= Natalia Gallego Sanchez =

Colombian street artist (born 1992)

Natalia Gallego Sánchez (1992), also known as Gleo, is a street artist known for her large vibrant murals that often depict mythical creatures and yellow glowing eyes.

== Biography ==
Natalia Gallego Sánchez was born in 1992 in Cali, Colombia. She began experimenting with street art at seventeen years old. Although she started with depictions of sea creatures, she has since transitioned into painting large mystical beings.

== Art ==
In 2022, Gleo painted one of the largest murals in the Netherlands titled, Flower Woman in the Window. The mural was inspired by Ambrosius Bosschaert's Vase of Flowers in a Window. It was painted over the course of twenty-one days.
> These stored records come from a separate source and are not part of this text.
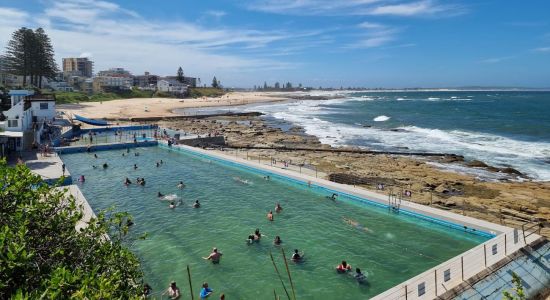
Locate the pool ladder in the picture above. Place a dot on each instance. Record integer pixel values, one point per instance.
(394, 202)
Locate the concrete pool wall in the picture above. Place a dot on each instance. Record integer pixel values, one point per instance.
(435, 281)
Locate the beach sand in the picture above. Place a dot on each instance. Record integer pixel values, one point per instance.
(161, 107)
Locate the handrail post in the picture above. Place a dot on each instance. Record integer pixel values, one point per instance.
(485, 254)
(505, 235)
(435, 281)
(462, 267)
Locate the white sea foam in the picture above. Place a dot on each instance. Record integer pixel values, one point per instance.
(528, 157)
(381, 118)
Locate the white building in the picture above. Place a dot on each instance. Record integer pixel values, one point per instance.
(103, 83)
(172, 86)
(24, 120)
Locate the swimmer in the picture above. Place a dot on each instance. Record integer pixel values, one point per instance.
(343, 267)
(360, 277)
(257, 235)
(296, 257)
(214, 256)
(355, 224)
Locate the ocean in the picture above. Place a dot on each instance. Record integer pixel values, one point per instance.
(500, 128)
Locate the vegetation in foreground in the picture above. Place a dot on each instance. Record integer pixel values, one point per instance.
(43, 256)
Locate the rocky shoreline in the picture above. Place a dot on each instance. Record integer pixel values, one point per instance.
(506, 202)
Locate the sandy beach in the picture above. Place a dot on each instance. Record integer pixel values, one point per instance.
(161, 107)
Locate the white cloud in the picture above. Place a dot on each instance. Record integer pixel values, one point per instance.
(118, 37)
(426, 7)
(370, 25)
(216, 13)
(495, 60)
(542, 49)
(355, 7)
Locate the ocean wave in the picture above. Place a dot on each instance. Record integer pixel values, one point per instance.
(528, 157)
(381, 118)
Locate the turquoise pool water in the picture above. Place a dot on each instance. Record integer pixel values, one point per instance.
(389, 247)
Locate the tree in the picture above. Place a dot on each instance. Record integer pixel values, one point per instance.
(215, 82)
(30, 54)
(518, 289)
(45, 57)
(42, 255)
(179, 77)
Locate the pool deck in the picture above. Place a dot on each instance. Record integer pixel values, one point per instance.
(48, 167)
(81, 201)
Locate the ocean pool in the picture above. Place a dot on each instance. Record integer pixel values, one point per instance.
(389, 247)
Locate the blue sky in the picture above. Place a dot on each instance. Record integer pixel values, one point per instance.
(371, 43)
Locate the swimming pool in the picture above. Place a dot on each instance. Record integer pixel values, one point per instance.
(389, 247)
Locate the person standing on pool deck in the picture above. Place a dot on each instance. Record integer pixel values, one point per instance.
(173, 291)
(205, 291)
(214, 256)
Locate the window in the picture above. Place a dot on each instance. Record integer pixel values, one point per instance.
(12, 123)
(447, 275)
(421, 289)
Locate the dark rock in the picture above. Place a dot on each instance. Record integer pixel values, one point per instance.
(477, 164)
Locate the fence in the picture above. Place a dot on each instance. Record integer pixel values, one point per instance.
(442, 278)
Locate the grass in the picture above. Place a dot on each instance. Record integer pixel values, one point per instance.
(76, 97)
(205, 92)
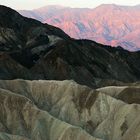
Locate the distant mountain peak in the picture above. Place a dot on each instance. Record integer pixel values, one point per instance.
(109, 24)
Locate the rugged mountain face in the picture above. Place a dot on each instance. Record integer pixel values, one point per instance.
(108, 24)
(34, 110)
(32, 50)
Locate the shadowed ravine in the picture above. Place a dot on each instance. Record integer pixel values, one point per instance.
(54, 87)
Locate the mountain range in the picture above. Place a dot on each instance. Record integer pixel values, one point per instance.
(54, 87)
(32, 50)
(108, 24)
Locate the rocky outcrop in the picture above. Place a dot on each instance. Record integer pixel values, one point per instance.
(20, 119)
(32, 50)
(29, 109)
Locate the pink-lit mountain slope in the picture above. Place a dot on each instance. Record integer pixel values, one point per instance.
(108, 24)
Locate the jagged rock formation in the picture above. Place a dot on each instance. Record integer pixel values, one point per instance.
(32, 50)
(110, 24)
(37, 109)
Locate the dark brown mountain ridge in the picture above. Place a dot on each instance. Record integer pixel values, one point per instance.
(41, 51)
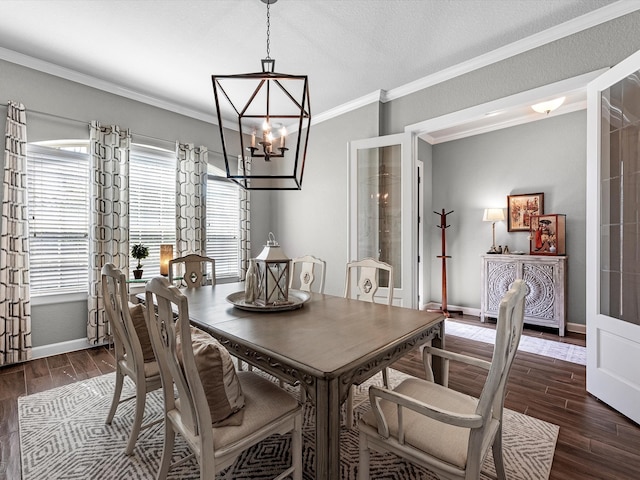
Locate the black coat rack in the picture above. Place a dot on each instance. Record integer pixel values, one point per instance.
(443, 226)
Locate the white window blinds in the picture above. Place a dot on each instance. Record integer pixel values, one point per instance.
(223, 224)
(152, 202)
(58, 190)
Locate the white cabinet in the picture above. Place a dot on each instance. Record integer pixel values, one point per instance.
(546, 280)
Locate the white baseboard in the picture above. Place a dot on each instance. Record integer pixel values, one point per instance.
(58, 348)
(571, 327)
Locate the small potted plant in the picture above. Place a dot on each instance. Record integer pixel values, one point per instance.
(139, 252)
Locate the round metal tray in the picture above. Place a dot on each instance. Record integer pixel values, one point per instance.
(296, 297)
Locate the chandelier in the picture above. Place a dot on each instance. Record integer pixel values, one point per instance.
(270, 112)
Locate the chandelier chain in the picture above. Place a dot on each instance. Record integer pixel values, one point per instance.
(268, 30)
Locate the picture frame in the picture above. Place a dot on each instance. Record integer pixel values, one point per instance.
(520, 208)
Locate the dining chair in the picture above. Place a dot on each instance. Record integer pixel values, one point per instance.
(311, 269)
(267, 409)
(447, 432)
(132, 348)
(365, 274)
(197, 270)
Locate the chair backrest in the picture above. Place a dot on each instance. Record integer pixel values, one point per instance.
(194, 270)
(116, 304)
(367, 273)
(310, 268)
(164, 329)
(508, 333)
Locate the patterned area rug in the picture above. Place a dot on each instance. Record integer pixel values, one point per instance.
(539, 346)
(63, 436)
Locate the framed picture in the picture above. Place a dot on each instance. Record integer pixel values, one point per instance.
(520, 208)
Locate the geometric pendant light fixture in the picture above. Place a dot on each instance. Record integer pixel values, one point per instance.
(267, 115)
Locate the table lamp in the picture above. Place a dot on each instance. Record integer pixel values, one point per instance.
(493, 215)
(166, 254)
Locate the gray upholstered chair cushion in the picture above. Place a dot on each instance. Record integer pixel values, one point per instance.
(444, 441)
(219, 378)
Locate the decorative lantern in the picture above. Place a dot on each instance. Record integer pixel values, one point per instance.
(273, 274)
(166, 254)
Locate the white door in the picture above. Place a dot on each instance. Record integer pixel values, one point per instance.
(382, 209)
(613, 237)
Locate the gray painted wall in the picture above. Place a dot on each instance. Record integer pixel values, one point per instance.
(75, 106)
(475, 173)
(313, 221)
(599, 47)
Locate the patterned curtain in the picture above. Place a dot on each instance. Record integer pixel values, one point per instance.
(109, 217)
(15, 307)
(191, 199)
(245, 220)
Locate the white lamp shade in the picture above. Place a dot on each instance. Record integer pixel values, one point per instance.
(493, 215)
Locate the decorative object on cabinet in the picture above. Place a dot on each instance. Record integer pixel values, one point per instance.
(520, 208)
(493, 215)
(546, 279)
(548, 234)
(443, 226)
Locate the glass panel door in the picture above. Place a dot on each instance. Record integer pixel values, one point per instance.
(613, 234)
(382, 203)
(379, 200)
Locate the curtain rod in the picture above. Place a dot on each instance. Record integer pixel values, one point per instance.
(46, 114)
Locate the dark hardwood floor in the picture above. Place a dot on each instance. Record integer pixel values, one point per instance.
(595, 442)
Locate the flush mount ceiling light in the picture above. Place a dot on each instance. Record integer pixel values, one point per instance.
(262, 107)
(549, 106)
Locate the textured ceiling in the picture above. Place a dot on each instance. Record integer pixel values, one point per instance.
(167, 50)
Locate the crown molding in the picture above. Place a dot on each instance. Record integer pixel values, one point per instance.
(100, 84)
(571, 27)
(373, 97)
(602, 15)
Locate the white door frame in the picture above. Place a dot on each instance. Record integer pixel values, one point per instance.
(405, 296)
(613, 346)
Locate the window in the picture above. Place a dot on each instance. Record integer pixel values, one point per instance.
(152, 202)
(58, 190)
(58, 196)
(223, 225)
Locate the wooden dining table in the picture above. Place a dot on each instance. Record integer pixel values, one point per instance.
(327, 345)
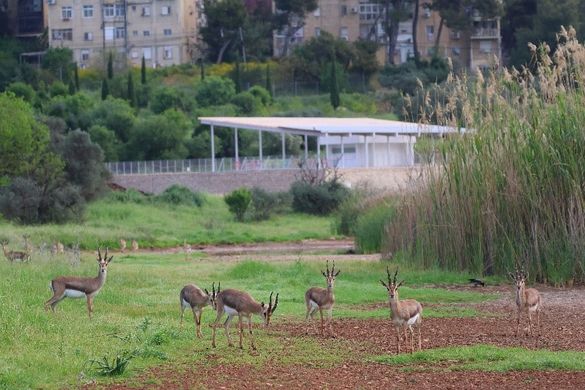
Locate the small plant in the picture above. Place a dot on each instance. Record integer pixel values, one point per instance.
(116, 366)
(238, 202)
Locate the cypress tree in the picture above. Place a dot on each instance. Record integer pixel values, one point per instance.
(76, 77)
(110, 67)
(143, 71)
(237, 76)
(334, 87)
(268, 80)
(105, 89)
(131, 92)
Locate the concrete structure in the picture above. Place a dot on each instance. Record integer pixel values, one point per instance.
(163, 31)
(356, 142)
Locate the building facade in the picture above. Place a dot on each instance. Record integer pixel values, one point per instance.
(477, 47)
(164, 32)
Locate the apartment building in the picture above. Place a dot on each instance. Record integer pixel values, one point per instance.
(164, 32)
(479, 46)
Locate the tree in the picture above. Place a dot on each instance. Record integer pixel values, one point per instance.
(334, 88)
(268, 80)
(225, 19)
(143, 71)
(290, 16)
(105, 89)
(110, 66)
(130, 90)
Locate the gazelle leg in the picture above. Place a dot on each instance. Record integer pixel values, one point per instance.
(89, 306)
(397, 329)
(214, 325)
(226, 325)
(241, 331)
(251, 335)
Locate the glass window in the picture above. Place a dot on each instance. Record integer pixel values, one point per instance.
(88, 11)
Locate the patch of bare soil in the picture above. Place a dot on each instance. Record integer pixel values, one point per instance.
(562, 329)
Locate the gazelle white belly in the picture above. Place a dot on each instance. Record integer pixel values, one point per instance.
(69, 293)
(230, 311)
(413, 320)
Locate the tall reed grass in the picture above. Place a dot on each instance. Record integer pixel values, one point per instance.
(510, 190)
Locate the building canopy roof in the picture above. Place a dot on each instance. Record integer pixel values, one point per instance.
(328, 126)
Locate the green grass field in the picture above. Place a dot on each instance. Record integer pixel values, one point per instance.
(137, 313)
(161, 225)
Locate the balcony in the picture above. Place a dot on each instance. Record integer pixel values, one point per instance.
(485, 33)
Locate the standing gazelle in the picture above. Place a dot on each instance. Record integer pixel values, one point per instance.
(79, 287)
(322, 298)
(405, 314)
(527, 299)
(195, 298)
(240, 303)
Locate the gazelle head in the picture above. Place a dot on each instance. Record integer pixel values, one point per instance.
(519, 277)
(212, 298)
(330, 275)
(268, 310)
(103, 261)
(392, 286)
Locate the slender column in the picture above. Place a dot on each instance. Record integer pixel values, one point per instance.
(212, 149)
(283, 149)
(367, 164)
(237, 156)
(342, 152)
(260, 147)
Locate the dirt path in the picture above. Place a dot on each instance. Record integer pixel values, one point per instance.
(364, 338)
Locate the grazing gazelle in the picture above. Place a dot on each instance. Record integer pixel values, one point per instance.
(195, 298)
(122, 245)
(79, 287)
(240, 303)
(322, 298)
(405, 314)
(527, 299)
(14, 255)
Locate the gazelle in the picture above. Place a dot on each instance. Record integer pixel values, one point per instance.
(79, 287)
(122, 245)
(322, 298)
(527, 299)
(195, 298)
(405, 314)
(14, 255)
(240, 303)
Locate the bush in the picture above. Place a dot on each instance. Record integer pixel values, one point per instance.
(179, 195)
(319, 199)
(238, 202)
(215, 91)
(265, 203)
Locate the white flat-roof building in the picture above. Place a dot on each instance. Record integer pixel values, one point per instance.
(348, 142)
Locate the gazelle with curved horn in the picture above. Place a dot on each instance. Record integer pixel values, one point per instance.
(80, 287)
(527, 300)
(195, 298)
(405, 314)
(240, 303)
(322, 298)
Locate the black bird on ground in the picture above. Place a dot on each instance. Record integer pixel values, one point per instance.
(477, 282)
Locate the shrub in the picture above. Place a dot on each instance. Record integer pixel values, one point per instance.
(238, 202)
(318, 199)
(177, 195)
(265, 203)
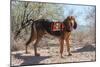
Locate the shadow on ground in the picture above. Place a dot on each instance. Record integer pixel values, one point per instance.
(31, 60)
(86, 48)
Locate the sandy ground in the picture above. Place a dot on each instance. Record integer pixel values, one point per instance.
(50, 54)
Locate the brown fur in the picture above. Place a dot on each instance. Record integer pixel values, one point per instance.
(36, 34)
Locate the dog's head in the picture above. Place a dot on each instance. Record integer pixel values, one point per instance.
(70, 23)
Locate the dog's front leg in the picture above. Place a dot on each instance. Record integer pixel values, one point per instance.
(61, 46)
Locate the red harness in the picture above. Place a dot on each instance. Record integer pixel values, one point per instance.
(57, 26)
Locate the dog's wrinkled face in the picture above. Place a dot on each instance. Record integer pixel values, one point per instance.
(70, 23)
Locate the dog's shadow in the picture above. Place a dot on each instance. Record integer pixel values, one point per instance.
(31, 60)
(86, 48)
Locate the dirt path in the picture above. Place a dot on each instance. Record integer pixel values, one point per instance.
(51, 55)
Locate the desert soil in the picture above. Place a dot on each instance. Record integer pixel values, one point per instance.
(50, 54)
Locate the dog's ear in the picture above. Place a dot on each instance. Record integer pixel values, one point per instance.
(75, 25)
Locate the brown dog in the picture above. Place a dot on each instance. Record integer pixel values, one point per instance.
(42, 26)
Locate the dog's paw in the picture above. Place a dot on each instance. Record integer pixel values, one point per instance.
(69, 54)
(37, 54)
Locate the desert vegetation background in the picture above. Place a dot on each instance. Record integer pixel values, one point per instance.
(84, 36)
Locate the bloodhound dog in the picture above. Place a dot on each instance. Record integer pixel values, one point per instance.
(43, 26)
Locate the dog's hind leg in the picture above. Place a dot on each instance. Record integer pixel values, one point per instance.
(61, 46)
(68, 43)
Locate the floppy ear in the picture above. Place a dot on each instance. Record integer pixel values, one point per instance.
(75, 25)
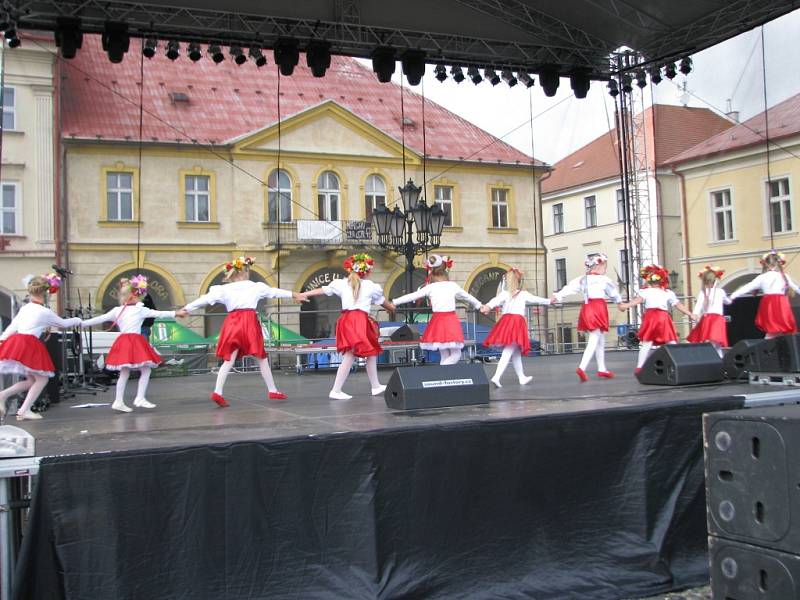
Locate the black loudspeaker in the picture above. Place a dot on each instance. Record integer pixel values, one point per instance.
(682, 364)
(740, 359)
(405, 333)
(743, 572)
(751, 462)
(436, 386)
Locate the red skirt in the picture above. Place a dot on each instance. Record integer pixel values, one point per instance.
(241, 331)
(443, 331)
(25, 354)
(356, 332)
(775, 314)
(132, 351)
(594, 315)
(510, 330)
(657, 327)
(711, 328)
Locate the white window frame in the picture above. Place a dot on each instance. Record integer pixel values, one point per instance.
(193, 197)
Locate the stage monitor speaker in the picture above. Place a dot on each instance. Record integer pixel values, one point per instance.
(437, 386)
(405, 333)
(740, 359)
(682, 364)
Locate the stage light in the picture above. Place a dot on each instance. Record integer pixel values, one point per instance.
(257, 56)
(474, 75)
(238, 54)
(549, 80)
(318, 57)
(194, 52)
(116, 40)
(579, 82)
(69, 36)
(508, 77)
(413, 62)
(216, 53)
(173, 50)
(287, 55)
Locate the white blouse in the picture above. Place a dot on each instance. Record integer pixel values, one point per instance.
(591, 287)
(33, 319)
(238, 295)
(369, 293)
(443, 296)
(129, 318)
(771, 282)
(515, 305)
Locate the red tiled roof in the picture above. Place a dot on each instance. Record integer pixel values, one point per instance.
(676, 129)
(783, 120)
(100, 101)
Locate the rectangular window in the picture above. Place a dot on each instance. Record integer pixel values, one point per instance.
(119, 196)
(499, 208)
(590, 209)
(443, 194)
(198, 198)
(9, 217)
(558, 218)
(9, 108)
(780, 205)
(723, 215)
(561, 273)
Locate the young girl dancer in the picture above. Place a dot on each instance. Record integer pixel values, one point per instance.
(131, 350)
(774, 316)
(657, 327)
(511, 331)
(593, 319)
(241, 333)
(356, 331)
(443, 332)
(708, 307)
(21, 351)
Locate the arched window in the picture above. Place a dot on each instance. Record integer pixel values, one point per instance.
(374, 194)
(279, 196)
(328, 196)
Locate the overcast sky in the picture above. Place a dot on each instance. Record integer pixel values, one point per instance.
(562, 124)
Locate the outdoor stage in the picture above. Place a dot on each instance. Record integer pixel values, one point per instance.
(554, 490)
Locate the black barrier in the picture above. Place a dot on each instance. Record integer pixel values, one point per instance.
(596, 504)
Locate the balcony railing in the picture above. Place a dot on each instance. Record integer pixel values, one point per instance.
(320, 233)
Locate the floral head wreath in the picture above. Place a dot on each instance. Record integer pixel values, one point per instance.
(361, 264)
(243, 262)
(718, 273)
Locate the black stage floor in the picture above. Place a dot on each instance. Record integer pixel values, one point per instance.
(186, 417)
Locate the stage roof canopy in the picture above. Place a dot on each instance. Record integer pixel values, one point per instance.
(517, 34)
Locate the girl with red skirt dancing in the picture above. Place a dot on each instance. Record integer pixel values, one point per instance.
(595, 287)
(511, 331)
(131, 350)
(443, 332)
(21, 350)
(774, 316)
(708, 308)
(241, 333)
(657, 327)
(356, 331)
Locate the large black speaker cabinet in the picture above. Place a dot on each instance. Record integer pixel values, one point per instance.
(752, 479)
(682, 364)
(743, 572)
(740, 359)
(435, 386)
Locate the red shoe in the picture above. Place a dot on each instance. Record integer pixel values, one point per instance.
(219, 400)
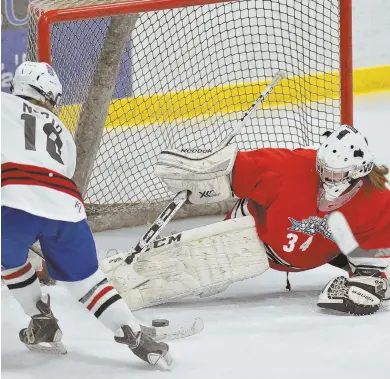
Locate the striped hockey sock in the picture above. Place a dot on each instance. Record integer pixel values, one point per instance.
(24, 285)
(102, 299)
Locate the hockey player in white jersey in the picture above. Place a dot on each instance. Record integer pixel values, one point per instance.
(40, 202)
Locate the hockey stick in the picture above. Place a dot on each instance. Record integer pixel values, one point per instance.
(167, 214)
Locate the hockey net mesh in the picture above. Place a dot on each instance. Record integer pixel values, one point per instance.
(186, 75)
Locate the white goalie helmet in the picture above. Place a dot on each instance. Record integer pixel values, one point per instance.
(342, 159)
(37, 80)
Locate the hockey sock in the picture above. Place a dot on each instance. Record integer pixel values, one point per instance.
(24, 285)
(102, 299)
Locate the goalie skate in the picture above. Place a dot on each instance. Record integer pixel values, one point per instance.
(43, 333)
(155, 353)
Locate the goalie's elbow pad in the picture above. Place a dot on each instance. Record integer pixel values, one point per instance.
(206, 176)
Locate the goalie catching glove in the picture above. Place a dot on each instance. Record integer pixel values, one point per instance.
(206, 176)
(362, 294)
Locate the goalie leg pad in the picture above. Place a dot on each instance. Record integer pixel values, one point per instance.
(198, 262)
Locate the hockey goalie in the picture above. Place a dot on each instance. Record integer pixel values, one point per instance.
(281, 221)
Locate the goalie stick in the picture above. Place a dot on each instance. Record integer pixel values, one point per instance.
(181, 197)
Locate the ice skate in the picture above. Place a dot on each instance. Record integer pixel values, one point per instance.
(43, 333)
(155, 353)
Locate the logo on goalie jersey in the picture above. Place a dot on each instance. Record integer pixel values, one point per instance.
(311, 226)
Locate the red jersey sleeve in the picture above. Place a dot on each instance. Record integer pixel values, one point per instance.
(257, 174)
(375, 230)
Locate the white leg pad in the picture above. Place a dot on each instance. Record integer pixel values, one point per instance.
(197, 262)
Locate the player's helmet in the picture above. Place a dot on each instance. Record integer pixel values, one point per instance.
(341, 159)
(37, 80)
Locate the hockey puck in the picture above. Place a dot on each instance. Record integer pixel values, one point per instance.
(159, 322)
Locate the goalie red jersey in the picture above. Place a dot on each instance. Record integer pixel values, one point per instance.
(282, 188)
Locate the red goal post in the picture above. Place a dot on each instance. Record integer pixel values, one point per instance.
(317, 72)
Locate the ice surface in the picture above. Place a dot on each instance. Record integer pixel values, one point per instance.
(256, 329)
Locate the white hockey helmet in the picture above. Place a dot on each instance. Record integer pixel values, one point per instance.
(341, 159)
(37, 80)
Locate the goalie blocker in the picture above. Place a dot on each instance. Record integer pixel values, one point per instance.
(198, 262)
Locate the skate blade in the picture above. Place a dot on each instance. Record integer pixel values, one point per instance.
(52, 348)
(161, 362)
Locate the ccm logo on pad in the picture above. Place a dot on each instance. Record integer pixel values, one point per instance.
(210, 193)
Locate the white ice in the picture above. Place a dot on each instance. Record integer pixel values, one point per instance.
(256, 329)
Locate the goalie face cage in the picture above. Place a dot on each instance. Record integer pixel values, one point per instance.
(140, 76)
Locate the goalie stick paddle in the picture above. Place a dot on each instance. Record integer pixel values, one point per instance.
(167, 214)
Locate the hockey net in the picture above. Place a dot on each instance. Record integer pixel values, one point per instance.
(140, 76)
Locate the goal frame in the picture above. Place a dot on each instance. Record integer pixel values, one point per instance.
(133, 7)
(50, 17)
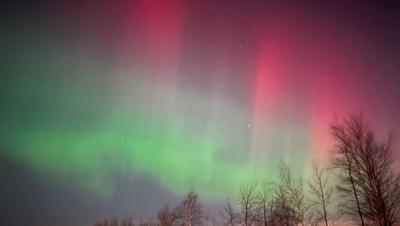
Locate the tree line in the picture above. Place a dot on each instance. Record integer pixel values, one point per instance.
(358, 186)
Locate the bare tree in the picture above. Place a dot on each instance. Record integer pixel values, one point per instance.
(248, 203)
(165, 216)
(292, 189)
(366, 179)
(229, 215)
(321, 193)
(265, 196)
(189, 212)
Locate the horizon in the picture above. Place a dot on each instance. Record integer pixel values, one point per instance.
(106, 105)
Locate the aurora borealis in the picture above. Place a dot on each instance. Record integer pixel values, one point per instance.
(203, 95)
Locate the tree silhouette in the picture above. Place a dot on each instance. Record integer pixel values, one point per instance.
(365, 175)
(248, 203)
(189, 212)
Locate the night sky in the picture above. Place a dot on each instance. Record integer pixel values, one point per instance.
(114, 108)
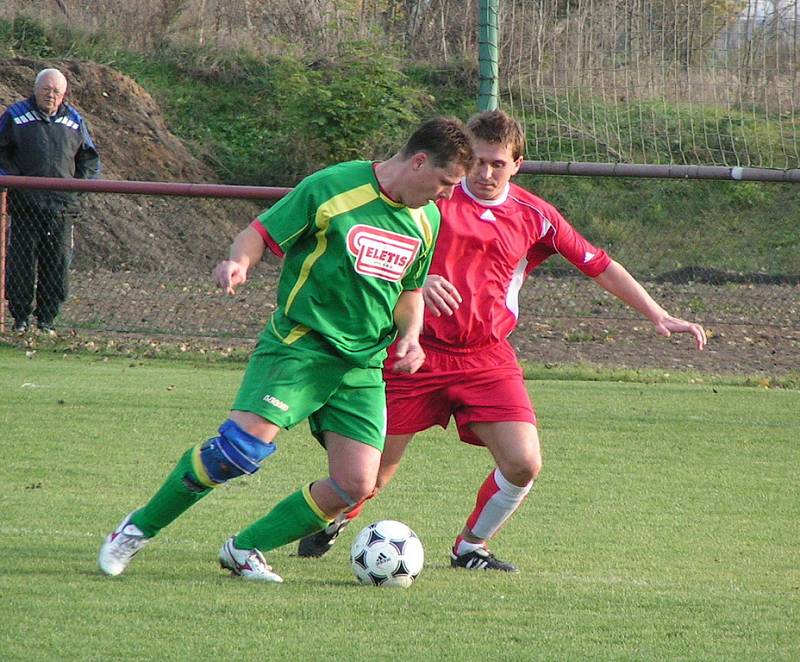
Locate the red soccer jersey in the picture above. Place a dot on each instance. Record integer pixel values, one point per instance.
(487, 248)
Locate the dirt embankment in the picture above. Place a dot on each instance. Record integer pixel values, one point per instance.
(152, 245)
(135, 232)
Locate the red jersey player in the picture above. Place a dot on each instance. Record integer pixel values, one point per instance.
(493, 234)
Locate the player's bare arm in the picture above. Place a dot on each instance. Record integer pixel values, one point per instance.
(408, 315)
(247, 249)
(625, 287)
(440, 296)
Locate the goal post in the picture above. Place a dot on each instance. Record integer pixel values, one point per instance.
(681, 83)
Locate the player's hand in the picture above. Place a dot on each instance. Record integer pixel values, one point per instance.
(440, 296)
(409, 356)
(669, 325)
(228, 275)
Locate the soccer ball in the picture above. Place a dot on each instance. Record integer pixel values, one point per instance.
(387, 553)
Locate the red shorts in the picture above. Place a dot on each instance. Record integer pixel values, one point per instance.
(484, 386)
In 2018, she participated in the Horizontes Mural Project and painted El Sueño Original on a large grain elevator in Wichita, Kansas. The mural was created in an effort to unite the two historically Black and Latinx neighborhoods that the elevator separates. At 50,000 square feet, it broke the record for the largest acrylic mural by a single artist.

In 2016, Gleo did an exhibition titled Origo. Unlike her typical street art, this exhibition included a myriad of art forms such as art on canvas, sculpture, and intervened objects.